This is in response to some emails concerning Chapter 3 of the working draft, presented for your information.
Larry wrote:
Nehru and I went thru this back in 2003 and came to the conclusion that Larson's displacement model left a lot to be desired, as did the notational system, since it can only represent offsets of space OR time, not both. From that point on, we've been sticking with a "speed" model and not using displacements at all.Maybe I missed something somewhere, so let me review in detail my understanding here. The material base is composed of 12L- and 21R+ which gives offsetting magnitude in all directions because the 21R+ has positively oriented time form in all directions and positively oriented space form in only the 128 interregional ratio directions in the space form of the inside region of this NRP, the Material Sector sub-atomic rotational base. Also in the equivalent space of this NRP is represented the 128 scalar directions of the temporal aspect of the 12L- and all scalar directions of the spatial aspect of the 21R+ because all aspects of the displacement motion must be represented in equivalent space and therefore the inward aspect of all displacements are represented as well. As with all notational representations, only the rotationally represented displacement combination are written, thus the notation for this base could also be ½-½-0 or 1-0-0 or 0-1-0; is this not correct?
From what I understand of Larson's displacement concept, the material rotational base is composed of an HF photon, 12L-, which has a net displacement in space, and can be represented by: M 0-0-(½) since, being an oscillation, is only half-effective (outward motion matching the progression has no net effect).

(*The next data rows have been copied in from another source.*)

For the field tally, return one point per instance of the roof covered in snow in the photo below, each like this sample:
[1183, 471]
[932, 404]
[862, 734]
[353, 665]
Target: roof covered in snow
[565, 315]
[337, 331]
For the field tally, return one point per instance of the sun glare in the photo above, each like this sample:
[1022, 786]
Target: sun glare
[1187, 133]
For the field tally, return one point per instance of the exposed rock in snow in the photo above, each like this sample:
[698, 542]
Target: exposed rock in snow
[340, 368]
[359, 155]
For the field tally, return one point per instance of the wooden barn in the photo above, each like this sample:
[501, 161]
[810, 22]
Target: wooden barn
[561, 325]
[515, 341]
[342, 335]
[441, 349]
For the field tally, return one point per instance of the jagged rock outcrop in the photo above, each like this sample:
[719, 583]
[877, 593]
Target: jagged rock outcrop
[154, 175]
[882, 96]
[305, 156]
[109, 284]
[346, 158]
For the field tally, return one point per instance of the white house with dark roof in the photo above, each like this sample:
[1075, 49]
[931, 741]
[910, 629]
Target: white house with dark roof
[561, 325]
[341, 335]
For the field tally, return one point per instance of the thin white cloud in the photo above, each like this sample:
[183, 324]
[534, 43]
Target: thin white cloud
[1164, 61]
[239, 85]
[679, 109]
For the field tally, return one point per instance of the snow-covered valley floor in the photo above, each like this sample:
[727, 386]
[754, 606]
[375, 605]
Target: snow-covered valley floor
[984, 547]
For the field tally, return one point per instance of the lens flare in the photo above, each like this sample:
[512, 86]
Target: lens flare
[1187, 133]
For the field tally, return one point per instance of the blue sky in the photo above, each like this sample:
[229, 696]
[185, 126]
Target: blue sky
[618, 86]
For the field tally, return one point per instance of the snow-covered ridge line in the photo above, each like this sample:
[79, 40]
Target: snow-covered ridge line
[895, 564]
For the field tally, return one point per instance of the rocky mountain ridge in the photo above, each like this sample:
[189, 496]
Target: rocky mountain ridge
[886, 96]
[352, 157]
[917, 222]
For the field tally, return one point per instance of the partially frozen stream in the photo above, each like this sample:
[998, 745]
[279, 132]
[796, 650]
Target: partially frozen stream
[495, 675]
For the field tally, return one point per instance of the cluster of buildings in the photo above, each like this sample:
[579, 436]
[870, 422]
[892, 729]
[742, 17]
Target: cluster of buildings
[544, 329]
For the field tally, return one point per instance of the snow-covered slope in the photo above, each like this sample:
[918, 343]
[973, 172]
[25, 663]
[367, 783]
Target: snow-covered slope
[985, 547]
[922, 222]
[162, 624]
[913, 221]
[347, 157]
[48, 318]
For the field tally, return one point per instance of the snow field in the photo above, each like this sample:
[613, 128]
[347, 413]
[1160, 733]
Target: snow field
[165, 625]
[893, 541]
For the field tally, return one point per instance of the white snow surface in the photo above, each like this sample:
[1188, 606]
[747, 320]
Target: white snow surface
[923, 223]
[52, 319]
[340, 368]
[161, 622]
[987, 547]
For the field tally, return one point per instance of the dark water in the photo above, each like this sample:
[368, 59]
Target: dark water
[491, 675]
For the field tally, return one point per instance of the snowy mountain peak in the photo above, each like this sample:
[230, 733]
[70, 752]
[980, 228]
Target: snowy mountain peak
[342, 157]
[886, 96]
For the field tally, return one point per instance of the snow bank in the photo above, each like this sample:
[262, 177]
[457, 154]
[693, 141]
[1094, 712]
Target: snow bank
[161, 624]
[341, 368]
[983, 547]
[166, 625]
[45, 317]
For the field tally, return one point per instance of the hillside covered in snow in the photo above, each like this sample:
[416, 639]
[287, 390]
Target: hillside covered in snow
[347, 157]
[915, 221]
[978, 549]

When the photon is rotated, 21R+ would appear as M 0-0-1 IF it were built on a line, but since it is built on a half-effective vibration, the net displacement is M 0-0-½. The combination of the two displacements, forming the single rotational base, is therefore M 0-0-0, as Larson used in his later works. (You'll find that the 1/2 works better as a rotation in the RB, particularly when it comes to "vibration 2", which then becomes vibration 1).
Also remember that only ONE scalar dimension can have direct representation in the 3D coordinate system, and thus that ONE scalar dimension represents all 128 directional possibilities. See Nehru's paper on the Inter-Regional Ratio for diagrams (Figure 3). Thus, the rotational base neutralizes the progression in ONE scalar dimension only, the one represented in the conventional reference system. This leaves 2 scalar dimensions free to be carried by the progression of the natural reference system, so the RB moves at the speed of light.
Nehru's articles are on-line at http://library.rstheory.org/
Larry wrote:
With the RB at M 0-0-0, the neutrino structure is as Larson labels it, M ½-½-(1). What this means is that the rotation of the RB has increased in speed, giving a displacement of 1 unit of time, distributed over the two magnetic dimensions, still half-effective. The electric rotation, however, being a spatial displacement consumes one of the unrepresented scalar dimensions, making the e. neutrino a 2-dimensional particle. The one free scalar dimension then carries the particle with the progression. Having no net displacement, ½-½-(1) = 0, the structure moves through either space or time without interference, just as it is observed to do.In the case of the electron neutrino moving in general space at light speed, its notation is M ½-½-(1) . This notation could also be written as the summation of this ½-½-0 and this ½-½-(1) which is 1-1-(1). This notational representation for the e. neutrino does not have the additional "M"l representation of the rotational base because it is included within this notation.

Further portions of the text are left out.